Approach to Scaling/ Optimization cycle
This encompasses the high level framework to approach scaling.
Directions to scale
There are three directions to scale a system
-
Horizontal Scaling - This comprises adding more servers. This helps to introduce reliability and availability. The idea being that with multiple servers handling requests, failure of one would lead to routing of requests to other live servers. This might deteriorate performance but will prevent a complete black out of service.
-
Vertical Scaling - This involves adding more resources to the hardware you already have. The equivalent of adding more RAM and disk space to your server.
-
Application layer optimizations - This involves optimizations to better use the resources you already have. For instance, Nodejs being single threaded will use only a single core on a multi-core system. By using a process manager such as PM2 and running multiple processes of the node application, we can use all the available cores.
This talk focuses on the application layer optimizations to better harness the resources one already has.
Which resources to profile?
The pre-cursor to optimization is profiling to identify the bottlenecks in the current system. The talk highlights which resources to profile, tools to profile the resources, the various bottlenecks they ran into and the approaches they took to fix those bottlenecks.
-
Network
-
Number of sockets that can be opened - Opening a socket/ port/ connection on a Unix machine is equivalent to opening a file. This file in turn is represented by a file descriptor. And unix has an upper limit on the number of file descriptors that can be opened at any time.

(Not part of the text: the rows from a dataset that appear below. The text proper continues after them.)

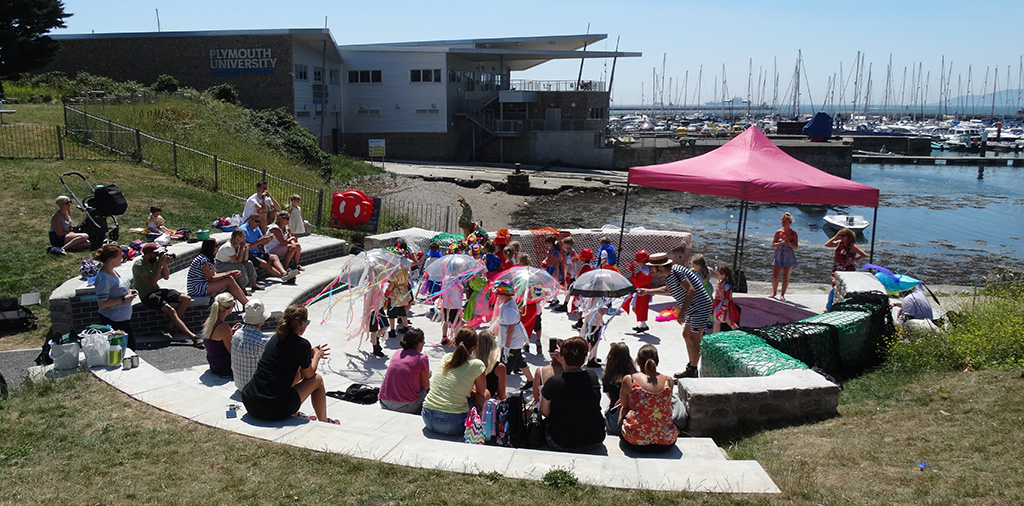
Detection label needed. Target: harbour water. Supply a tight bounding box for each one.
[513,164,1024,285]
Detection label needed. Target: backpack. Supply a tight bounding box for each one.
[463,406,487,445]
[327,383,381,405]
[0,297,37,331]
[498,392,526,448]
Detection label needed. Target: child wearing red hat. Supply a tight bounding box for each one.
[630,250,652,333]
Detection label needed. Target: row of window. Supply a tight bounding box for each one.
[295,64,341,84]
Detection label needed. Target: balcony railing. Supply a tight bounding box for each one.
[509,79,605,91]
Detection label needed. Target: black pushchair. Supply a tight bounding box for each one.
[60,172,128,249]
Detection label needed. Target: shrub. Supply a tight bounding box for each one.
[151,74,178,93]
[206,83,239,106]
[541,469,580,489]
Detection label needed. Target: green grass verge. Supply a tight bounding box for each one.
[0,371,1024,506]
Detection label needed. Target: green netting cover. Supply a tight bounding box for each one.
[700,330,807,377]
[803,311,877,376]
[744,321,842,375]
[430,231,465,248]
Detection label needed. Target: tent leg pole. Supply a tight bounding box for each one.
[867,206,879,263]
[732,201,746,272]
[615,180,630,255]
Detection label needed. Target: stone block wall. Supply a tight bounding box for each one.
[677,369,839,436]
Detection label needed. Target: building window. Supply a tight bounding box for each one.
[409,69,443,83]
[348,71,381,83]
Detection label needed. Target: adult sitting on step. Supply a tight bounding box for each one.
[239,214,298,282]
[231,298,270,391]
[213,228,262,291]
[242,305,340,424]
[541,337,604,452]
[185,239,249,304]
[203,293,234,378]
[131,243,203,347]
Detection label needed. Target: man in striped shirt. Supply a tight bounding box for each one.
[637,253,713,378]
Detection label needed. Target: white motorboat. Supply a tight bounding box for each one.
[825,214,870,234]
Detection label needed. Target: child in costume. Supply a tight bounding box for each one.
[712,265,739,334]
[630,250,652,332]
[494,281,534,389]
[597,236,618,272]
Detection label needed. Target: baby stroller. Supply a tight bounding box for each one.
[60,172,128,249]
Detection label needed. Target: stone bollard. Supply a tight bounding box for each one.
[506,164,529,195]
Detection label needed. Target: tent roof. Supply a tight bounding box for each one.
[629,126,879,207]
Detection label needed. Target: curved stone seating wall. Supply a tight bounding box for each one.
[49,233,348,336]
[364,226,693,269]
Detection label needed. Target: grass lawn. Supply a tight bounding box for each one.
[0,371,1024,506]
[0,160,242,349]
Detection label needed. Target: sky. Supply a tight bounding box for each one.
[53,0,1024,107]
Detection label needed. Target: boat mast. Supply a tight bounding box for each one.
[793,49,802,120]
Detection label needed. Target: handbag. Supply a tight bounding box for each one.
[464,406,487,445]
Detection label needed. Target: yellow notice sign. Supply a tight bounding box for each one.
[370,139,387,158]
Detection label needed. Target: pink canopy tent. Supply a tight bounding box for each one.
[623,127,879,280]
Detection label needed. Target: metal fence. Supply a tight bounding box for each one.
[0,123,115,160]
[0,106,458,234]
[378,199,459,234]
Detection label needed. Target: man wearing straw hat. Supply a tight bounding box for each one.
[231,298,270,391]
[637,253,713,378]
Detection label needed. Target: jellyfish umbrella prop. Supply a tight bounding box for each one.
[569,268,636,298]
[492,265,561,303]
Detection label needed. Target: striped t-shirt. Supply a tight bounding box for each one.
[665,264,712,314]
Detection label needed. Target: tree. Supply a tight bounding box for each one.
[0,0,71,97]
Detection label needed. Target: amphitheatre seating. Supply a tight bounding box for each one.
[49,233,348,336]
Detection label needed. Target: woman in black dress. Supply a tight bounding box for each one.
[242,305,340,423]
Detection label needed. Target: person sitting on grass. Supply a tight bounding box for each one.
[131,243,203,347]
[377,328,430,415]
[541,337,605,452]
[239,213,290,282]
[203,293,234,378]
[185,239,249,304]
[242,305,341,424]
[46,195,89,255]
[618,344,679,452]
[421,327,490,435]
[231,298,270,391]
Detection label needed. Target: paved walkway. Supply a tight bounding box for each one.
[77,274,825,493]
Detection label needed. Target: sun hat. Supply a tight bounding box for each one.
[492,281,515,297]
[647,253,672,267]
[242,299,267,325]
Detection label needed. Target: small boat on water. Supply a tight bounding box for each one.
[822,214,870,234]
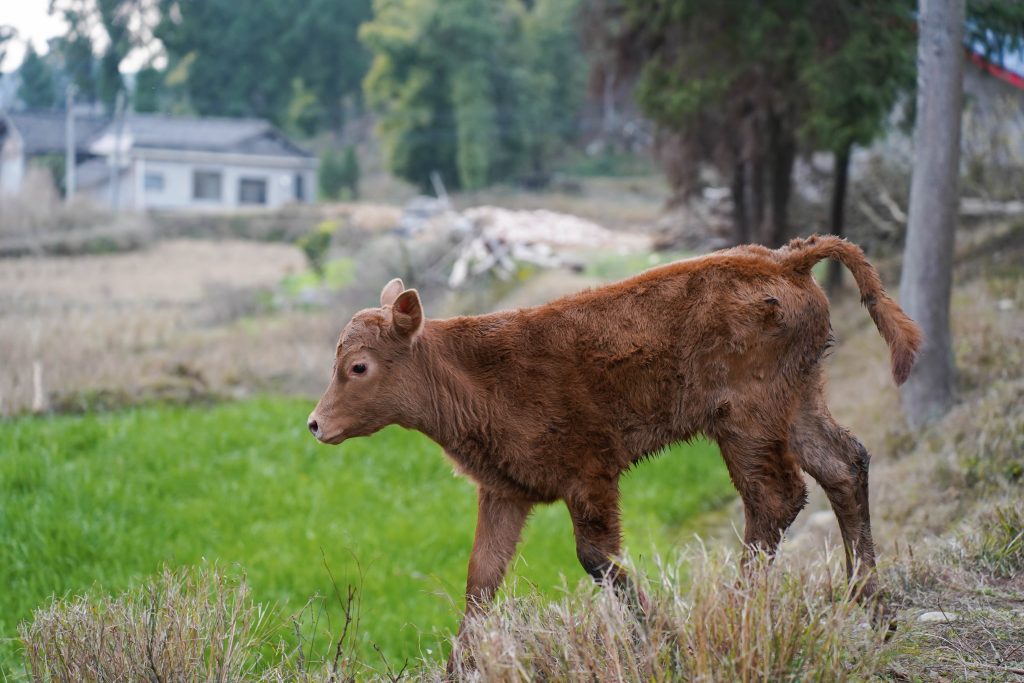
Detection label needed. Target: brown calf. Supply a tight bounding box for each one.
[308,237,921,651]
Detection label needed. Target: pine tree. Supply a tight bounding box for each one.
[17,43,57,110]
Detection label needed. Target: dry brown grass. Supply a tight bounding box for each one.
[20,568,271,683]
[0,168,155,256]
[0,241,327,416]
[20,553,891,683]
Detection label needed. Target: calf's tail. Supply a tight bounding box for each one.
[782,234,923,384]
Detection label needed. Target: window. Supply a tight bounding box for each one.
[143,172,164,193]
[239,178,266,204]
[193,171,220,202]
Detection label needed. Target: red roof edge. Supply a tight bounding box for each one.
[967,47,1024,90]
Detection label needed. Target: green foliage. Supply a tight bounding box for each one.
[281,257,355,299]
[0,26,17,69]
[801,0,914,152]
[319,144,359,200]
[966,0,1024,63]
[32,154,68,195]
[17,43,57,110]
[285,78,318,137]
[0,397,734,669]
[974,504,1024,579]
[155,0,370,127]
[56,8,96,102]
[359,0,585,188]
[132,67,164,113]
[297,220,338,275]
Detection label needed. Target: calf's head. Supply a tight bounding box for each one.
[307,279,423,444]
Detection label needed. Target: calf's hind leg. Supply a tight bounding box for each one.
[565,480,646,607]
[719,435,807,555]
[790,397,878,598]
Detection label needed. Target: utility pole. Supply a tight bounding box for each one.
[65,83,78,202]
[111,90,125,211]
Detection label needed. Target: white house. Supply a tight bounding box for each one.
[0,114,316,211]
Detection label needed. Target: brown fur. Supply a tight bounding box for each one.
[309,237,921,667]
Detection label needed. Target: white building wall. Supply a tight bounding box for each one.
[133,159,316,210]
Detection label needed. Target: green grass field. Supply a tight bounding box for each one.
[0,397,734,672]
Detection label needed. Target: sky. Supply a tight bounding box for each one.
[0,0,148,73]
[0,0,1024,74]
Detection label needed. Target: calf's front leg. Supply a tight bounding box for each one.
[447,487,534,674]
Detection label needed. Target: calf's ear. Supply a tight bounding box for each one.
[391,290,423,338]
[381,278,406,308]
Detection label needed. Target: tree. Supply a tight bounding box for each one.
[360,0,584,188]
[282,0,372,133]
[801,0,914,292]
[597,0,822,245]
[17,43,57,110]
[132,65,165,113]
[318,144,359,200]
[900,0,965,426]
[155,0,370,134]
[0,26,17,69]
[54,5,97,102]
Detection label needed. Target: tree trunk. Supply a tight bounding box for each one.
[825,144,853,295]
[732,160,751,245]
[765,114,797,248]
[746,153,765,244]
[900,0,964,426]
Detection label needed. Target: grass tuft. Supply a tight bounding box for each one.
[975,503,1024,579]
[18,566,271,683]
[448,554,887,681]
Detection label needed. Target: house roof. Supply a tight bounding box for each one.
[0,112,313,158]
[967,47,1024,90]
[4,112,110,157]
[92,114,313,158]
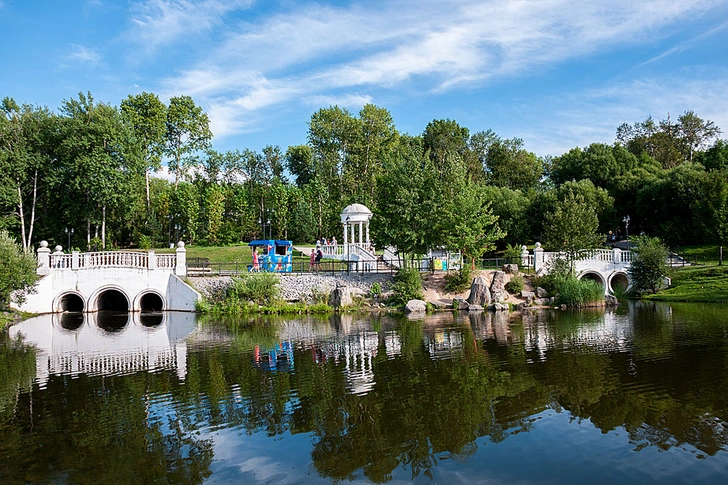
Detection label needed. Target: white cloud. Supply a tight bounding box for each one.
[65,44,103,64]
[129,0,254,52]
[141,0,721,140]
[519,71,728,155]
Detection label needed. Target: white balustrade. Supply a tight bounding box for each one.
[157,254,177,269]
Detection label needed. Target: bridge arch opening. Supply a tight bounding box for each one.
[139,292,164,312]
[58,293,86,313]
[96,289,129,312]
[609,273,629,293]
[59,312,86,331]
[579,271,607,288]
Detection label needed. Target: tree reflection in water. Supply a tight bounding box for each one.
[0,304,728,483]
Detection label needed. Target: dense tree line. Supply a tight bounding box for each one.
[0,93,728,257]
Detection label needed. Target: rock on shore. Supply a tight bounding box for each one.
[189,274,392,301]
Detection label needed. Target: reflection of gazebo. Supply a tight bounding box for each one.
[341,204,372,249]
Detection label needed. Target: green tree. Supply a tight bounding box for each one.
[0,231,38,309]
[437,159,505,264]
[58,93,135,247]
[628,236,670,293]
[0,98,56,250]
[165,96,212,185]
[372,138,444,260]
[121,92,167,213]
[486,138,544,190]
[544,191,603,268]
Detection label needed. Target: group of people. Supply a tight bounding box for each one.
[309,244,324,271]
[316,237,336,247]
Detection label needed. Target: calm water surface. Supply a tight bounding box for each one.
[0,303,728,484]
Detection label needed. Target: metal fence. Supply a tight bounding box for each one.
[187,258,533,276]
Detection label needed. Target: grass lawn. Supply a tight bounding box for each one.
[159,245,308,264]
[673,244,728,266]
[644,260,728,302]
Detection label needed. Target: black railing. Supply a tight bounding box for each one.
[187,258,533,276]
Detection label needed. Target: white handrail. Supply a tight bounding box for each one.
[382,247,399,269]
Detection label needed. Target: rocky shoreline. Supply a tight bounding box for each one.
[188,273,392,302]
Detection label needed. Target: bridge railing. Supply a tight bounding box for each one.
[78,251,149,268]
[37,241,186,276]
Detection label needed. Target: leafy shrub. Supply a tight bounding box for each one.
[506,275,523,295]
[629,236,670,293]
[311,287,329,305]
[226,273,279,305]
[533,258,576,295]
[137,234,152,251]
[503,244,522,265]
[445,264,472,293]
[0,231,38,310]
[556,276,604,308]
[390,268,424,305]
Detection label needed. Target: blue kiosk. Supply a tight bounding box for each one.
[248,239,293,273]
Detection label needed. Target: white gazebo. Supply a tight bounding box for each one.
[341,204,372,250]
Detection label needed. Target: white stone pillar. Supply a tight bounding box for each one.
[174,241,187,277]
[35,241,51,275]
[344,223,349,258]
[521,246,529,268]
[533,243,543,273]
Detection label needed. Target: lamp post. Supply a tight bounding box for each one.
[63,227,73,253]
[258,217,273,239]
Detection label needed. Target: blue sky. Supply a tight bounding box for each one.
[0,0,728,156]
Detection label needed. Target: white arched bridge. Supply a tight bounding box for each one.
[18,241,200,313]
[521,243,634,294]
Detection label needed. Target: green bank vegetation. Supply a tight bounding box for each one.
[0,93,728,306]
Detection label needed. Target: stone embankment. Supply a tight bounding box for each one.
[189,274,392,301]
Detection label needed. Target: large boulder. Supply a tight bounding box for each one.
[501,264,518,274]
[490,271,506,294]
[488,303,510,312]
[429,300,447,310]
[329,285,354,310]
[452,296,470,310]
[490,290,508,303]
[468,276,490,307]
[490,271,508,303]
[404,300,427,315]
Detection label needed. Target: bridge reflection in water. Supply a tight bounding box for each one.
[9,311,197,387]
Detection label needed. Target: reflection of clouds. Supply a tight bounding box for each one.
[468,312,514,345]
[523,310,633,360]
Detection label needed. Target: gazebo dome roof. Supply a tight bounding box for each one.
[341,204,372,216]
[341,204,372,224]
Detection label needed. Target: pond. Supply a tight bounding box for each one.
[0,303,728,484]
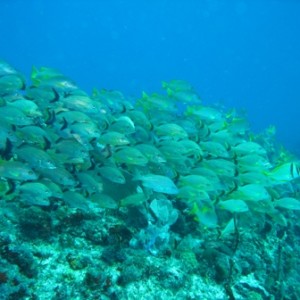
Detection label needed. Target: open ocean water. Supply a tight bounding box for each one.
[0,0,300,154]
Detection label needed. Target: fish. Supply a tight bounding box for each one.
[17,182,52,206]
[230,183,271,202]
[119,193,148,207]
[112,146,148,166]
[97,166,126,184]
[109,116,135,134]
[63,191,90,211]
[154,123,188,140]
[0,74,25,95]
[132,174,178,195]
[97,131,130,146]
[8,99,43,118]
[232,141,267,156]
[0,160,38,181]
[51,139,89,164]
[135,144,166,163]
[39,166,77,188]
[15,145,57,169]
[88,193,119,209]
[76,171,103,195]
[178,175,216,191]
[265,162,300,184]
[0,105,34,126]
[274,197,300,210]
[218,199,249,213]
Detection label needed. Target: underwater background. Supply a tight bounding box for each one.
[0,0,300,154]
[0,0,300,300]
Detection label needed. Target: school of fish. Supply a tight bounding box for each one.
[0,61,300,228]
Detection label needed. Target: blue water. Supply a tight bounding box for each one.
[0,0,300,155]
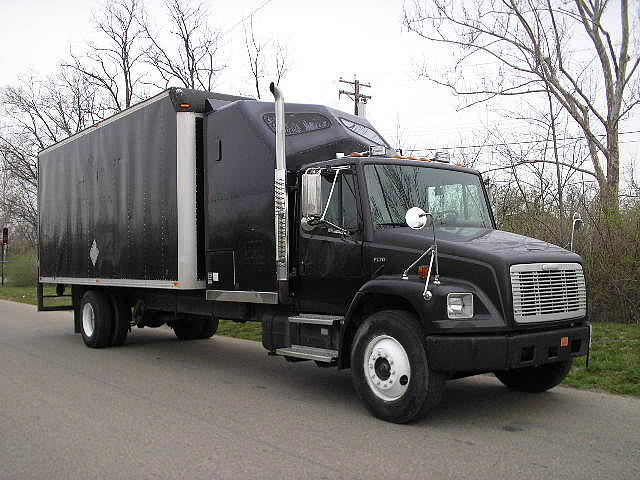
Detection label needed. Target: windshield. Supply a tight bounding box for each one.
[364,165,492,228]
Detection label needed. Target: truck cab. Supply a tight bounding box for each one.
[276,149,590,421]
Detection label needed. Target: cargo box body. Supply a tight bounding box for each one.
[38,89,245,289]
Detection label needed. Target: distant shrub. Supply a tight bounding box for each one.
[4,251,38,287]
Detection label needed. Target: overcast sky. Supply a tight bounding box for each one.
[0,0,640,180]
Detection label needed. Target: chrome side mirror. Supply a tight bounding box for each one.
[404,207,428,230]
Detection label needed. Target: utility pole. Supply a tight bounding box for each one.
[338,75,371,117]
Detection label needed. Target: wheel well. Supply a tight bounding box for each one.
[338,293,416,368]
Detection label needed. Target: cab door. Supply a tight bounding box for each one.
[295,169,365,314]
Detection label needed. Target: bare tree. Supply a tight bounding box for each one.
[244,15,291,99]
[63,0,146,112]
[404,0,640,212]
[0,71,104,236]
[141,0,226,90]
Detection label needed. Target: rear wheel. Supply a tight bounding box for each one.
[494,360,573,393]
[172,317,218,340]
[80,290,113,348]
[351,310,445,423]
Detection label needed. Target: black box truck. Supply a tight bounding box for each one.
[38,85,590,423]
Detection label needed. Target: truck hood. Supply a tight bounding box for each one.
[376,227,582,269]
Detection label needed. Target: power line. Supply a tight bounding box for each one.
[407,130,640,152]
[220,0,273,39]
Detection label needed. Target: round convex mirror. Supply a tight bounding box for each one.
[404,207,427,230]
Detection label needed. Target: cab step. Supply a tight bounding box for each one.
[276,345,338,363]
[289,313,344,326]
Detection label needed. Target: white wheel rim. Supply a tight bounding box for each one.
[363,335,411,402]
[82,303,96,337]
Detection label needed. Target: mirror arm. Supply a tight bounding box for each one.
[402,245,434,280]
[320,170,340,222]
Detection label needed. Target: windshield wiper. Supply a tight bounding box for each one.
[377,222,407,227]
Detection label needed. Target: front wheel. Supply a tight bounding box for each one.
[351,310,445,423]
[494,359,573,393]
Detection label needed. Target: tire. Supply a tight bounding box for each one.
[494,359,573,393]
[351,310,445,423]
[109,294,131,347]
[173,317,218,340]
[80,290,113,348]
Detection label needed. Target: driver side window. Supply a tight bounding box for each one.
[322,171,359,232]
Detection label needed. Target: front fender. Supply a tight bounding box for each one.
[338,276,508,368]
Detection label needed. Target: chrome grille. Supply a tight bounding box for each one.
[511,263,587,323]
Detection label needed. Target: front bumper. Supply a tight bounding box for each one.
[426,325,590,373]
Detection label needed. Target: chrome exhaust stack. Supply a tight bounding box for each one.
[269,82,289,303]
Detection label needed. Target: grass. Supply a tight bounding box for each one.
[565,323,640,397]
[216,320,262,342]
[0,285,640,397]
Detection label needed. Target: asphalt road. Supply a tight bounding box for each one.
[0,301,640,480]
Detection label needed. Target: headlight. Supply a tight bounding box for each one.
[447,293,473,320]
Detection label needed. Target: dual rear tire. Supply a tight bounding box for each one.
[80,290,131,348]
[80,290,218,348]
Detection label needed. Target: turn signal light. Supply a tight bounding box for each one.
[418,265,429,280]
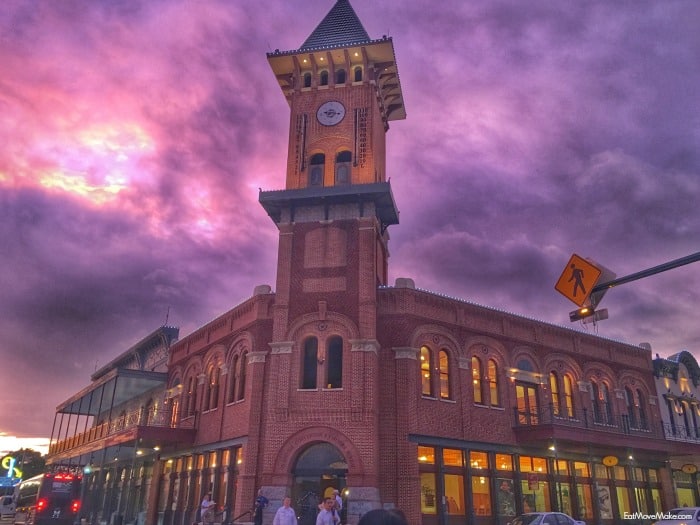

This can be found by using the command
ulimit a
which returns a response like the following-t: cpu time (seconds) unlimited -f: file size (blocks) unlimited -d: data seg size (kbytes) unlimited -s: stack size (kbytes) 8192 -c: core file size (blocks) 0 -m: resident set size (kbytes) unlimited -u: processes 30800 -n: file descriptors 1024 -l: locked-in-memory size (kbytes) 64 -v: address space (kbytes) unlimited -x: file locks unlimited -i: pending signals 30800 -q: bytes in POSIX msg queues 819200 -e: max nice 0 -r: max rt priority 0 -N 15: unlimited
The limit for file descriptors is set at 1024 currently. This limit can be increased to allow for more sockets to be opened in parallel thus allowing more requests to be handled concurrently by the server.
-
Reducing connection overhead to improve performance - Communication between various systems on the backend - application servers, load balancer, caching server, database server - can find a performance boost by using connection pools with
Keep Alive
header.Such a connection pool would keep a set number of connections open between the machines for the duration specified by the
Keep Alive
header. This in turn will reduce the waiting time incurred during the three way handshake to establish the TCP connection.When a request is made, an available connection from the connection pool would be used. Once the response is received the connection will be released and made avaiabled for other requests to use.
-
Network bandwidth between different machines - application servers, load balancer, caching server, database server etc.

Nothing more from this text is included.